Als möglicher Grund gelten erneute Angriffe der Huthi-Miliz im Jemen auf Saudi-Arabien. Die Angriffe sollen bei der Entscheidung über die Verschiebung eine Rolle gespielt haben. Weitere Einzelheiten zu den Vorfällen oder zu den möglichen Folgen für die Sicherheitslage in der Region wurden zunächst nicht genannt.
Das Treffen sollte sich mit der angespannten Lage rund um die Straße von Hormus befassen. Die wichtige Meeresverbindung liegt in der Golfregion und ist derzeit Gegenstand der regionalen Sicherheitsberatungen. Durch die Verschiebung bleibt zunächst offen, wann die Golfstaaten ihre Beratungen über den Konflikt fortsetzen werden.

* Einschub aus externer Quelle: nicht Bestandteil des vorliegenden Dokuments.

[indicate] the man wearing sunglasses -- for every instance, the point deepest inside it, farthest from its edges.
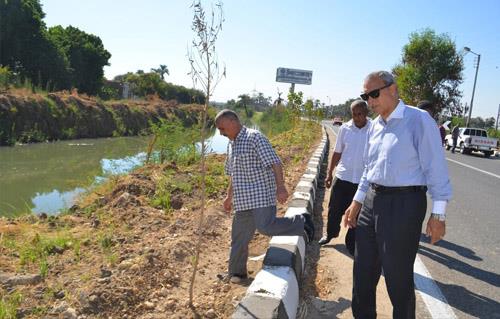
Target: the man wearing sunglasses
(347, 159)
(402, 159)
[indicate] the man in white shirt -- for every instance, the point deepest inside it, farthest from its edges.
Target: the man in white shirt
(403, 158)
(347, 158)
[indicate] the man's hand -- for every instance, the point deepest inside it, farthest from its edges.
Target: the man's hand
(351, 214)
(281, 194)
(228, 204)
(435, 229)
(328, 181)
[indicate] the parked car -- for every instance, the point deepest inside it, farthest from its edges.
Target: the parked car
(337, 121)
(473, 139)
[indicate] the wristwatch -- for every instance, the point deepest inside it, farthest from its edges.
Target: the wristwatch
(440, 217)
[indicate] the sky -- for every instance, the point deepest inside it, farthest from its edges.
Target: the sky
(340, 41)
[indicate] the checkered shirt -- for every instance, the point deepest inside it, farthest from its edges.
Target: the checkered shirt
(248, 162)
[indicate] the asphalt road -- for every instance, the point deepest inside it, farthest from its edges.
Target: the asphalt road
(465, 265)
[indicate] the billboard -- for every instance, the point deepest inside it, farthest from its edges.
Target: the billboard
(293, 76)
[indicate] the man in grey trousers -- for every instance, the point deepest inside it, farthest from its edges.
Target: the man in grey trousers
(256, 181)
(403, 158)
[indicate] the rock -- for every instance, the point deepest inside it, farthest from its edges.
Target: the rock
(123, 200)
(95, 223)
(170, 304)
(176, 202)
(56, 250)
(163, 292)
(135, 267)
(105, 272)
(126, 264)
(70, 313)
(15, 280)
(149, 305)
(60, 307)
(59, 295)
(210, 314)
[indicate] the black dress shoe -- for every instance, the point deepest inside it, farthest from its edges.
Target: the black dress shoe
(324, 240)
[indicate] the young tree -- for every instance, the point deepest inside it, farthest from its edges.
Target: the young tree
(430, 69)
(25, 46)
(205, 71)
(86, 55)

Parallel zu den diplomatischen Entwicklungen steigen die Öl- und Benzinpreise weiter. Konkrete Preisangaben oder eine genaue Begründung für die aktuelle Entwicklung liegen in den vorliegenden Informationen nicht vor. Der Zusammenhang mit der angespannten Sicherheitslage und dem Konflikt um die Straße von Hormus wird jedoch im Zusammenhang mit der Meldung genannt.
Die Verschiebung des Treffens fällt damit in eine Phase, in der die Sicherheitslage in der Golfregion durch neue Angriffe zusätzlich belastet wird. Die Huthi-Miliz im Jemen wird als Urheber der Angriffe auf Saudi-Arabien genannt. Ob und in welchem Umfang die Vorfälle weitere diplomatische Schritte der Golfstaaten auslösen, ist derzeit nicht bekannt.
Die Informationen wurden von der ARD-aktuell-Redaktion, tagesschau, veröffentlicht.